奈良の観光PR映画になってないところが秀逸。それじゃあつまらんもんね。(奈良県出身者としては)國村隼、永瀬正敏以外は、誰が俳優か素人なのかわからんとこも良し。劇団EXILEが出てるらしいけど、そんなもんどうでも良し。あ、酔っ払いの先輩役は、大杉漣さんの「教誨師」に出てた五頭岳夫さんだ。こういう肩肘張ってない俳優さんは良いなあ。北見治一さんの雰囲気に似てる。

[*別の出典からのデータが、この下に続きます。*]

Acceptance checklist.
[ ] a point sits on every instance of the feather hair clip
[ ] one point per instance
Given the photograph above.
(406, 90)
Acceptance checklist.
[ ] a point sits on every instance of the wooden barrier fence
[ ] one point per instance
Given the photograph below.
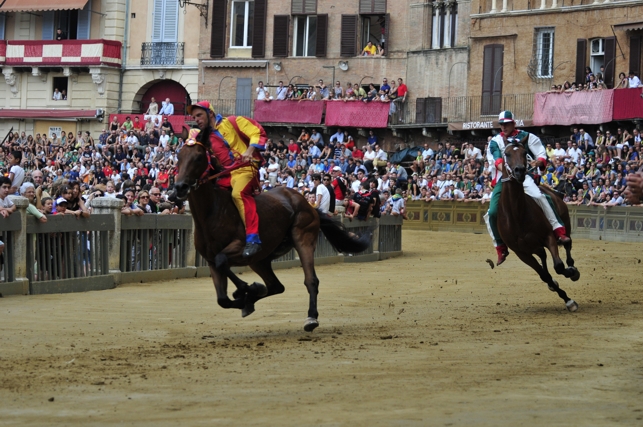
(69, 254)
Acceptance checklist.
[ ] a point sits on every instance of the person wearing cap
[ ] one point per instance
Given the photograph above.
(495, 155)
(232, 140)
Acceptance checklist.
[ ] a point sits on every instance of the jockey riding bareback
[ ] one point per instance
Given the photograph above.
(495, 156)
(235, 140)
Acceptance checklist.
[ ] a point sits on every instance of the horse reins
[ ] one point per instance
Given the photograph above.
(205, 177)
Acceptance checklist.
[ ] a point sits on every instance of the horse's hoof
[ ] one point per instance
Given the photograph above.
(247, 310)
(310, 324)
(238, 294)
(571, 305)
(551, 288)
(258, 290)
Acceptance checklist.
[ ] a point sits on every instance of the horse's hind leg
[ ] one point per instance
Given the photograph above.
(546, 277)
(570, 262)
(272, 286)
(305, 244)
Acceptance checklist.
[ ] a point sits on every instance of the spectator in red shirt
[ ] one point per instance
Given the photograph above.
(163, 178)
(357, 153)
(293, 148)
(137, 124)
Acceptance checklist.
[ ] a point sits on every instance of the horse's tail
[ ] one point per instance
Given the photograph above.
(340, 238)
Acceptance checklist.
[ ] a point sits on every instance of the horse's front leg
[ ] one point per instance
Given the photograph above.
(219, 272)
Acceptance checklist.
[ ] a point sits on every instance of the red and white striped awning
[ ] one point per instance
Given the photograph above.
(40, 5)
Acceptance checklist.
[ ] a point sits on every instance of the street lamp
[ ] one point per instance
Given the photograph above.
(203, 8)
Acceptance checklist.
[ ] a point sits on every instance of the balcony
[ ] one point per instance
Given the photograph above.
(60, 53)
(162, 54)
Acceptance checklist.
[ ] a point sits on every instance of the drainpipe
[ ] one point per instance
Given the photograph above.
(123, 58)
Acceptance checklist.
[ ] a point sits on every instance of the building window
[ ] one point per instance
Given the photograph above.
(444, 25)
(305, 35)
(242, 23)
(544, 52)
(59, 89)
(597, 55)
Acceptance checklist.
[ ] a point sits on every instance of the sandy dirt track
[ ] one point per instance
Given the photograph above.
(432, 338)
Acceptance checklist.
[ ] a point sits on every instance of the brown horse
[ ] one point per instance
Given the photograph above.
(286, 220)
(524, 227)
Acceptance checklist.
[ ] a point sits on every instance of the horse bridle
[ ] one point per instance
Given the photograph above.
(510, 172)
(205, 176)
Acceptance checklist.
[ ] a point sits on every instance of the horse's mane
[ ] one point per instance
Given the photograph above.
(204, 138)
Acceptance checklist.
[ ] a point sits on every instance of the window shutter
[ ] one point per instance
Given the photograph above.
(635, 55)
(280, 35)
(170, 21)
(368, 7)
(157, 21)
(259, 29)
(348, 43)
(297, 7)
(310, 7)
(218, 32)
(581, 60)
(84, 21)
(2, 25)
(48, 25)
(491, 71)
(322, 36)
(610, 55)
(379, 6)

「車内電話」の淡々とした台詞で、同伴女性号泣。(鼻をすする音がイビキに聴こえて寝てるのかと思ったけど)いや、ここは良かった。カタストロフィーに向かうのに、脚本のアイデアが秀逸だったの感心しちゃって、俺は泣けなかったけど。
〈ついでに〉
オバアチャン、猿沢池にカニは入れないでね。さるかに合戦になっちゃうから。亀は助けてくれないよ。あ、竜宮城は中国の伝説だったっけ。
〈おまけに〉
エンディング・ロールを観て。チェッ。やっぱり河瀬直美が絡んでやんの。ま、そういうことか。しょうがねえか。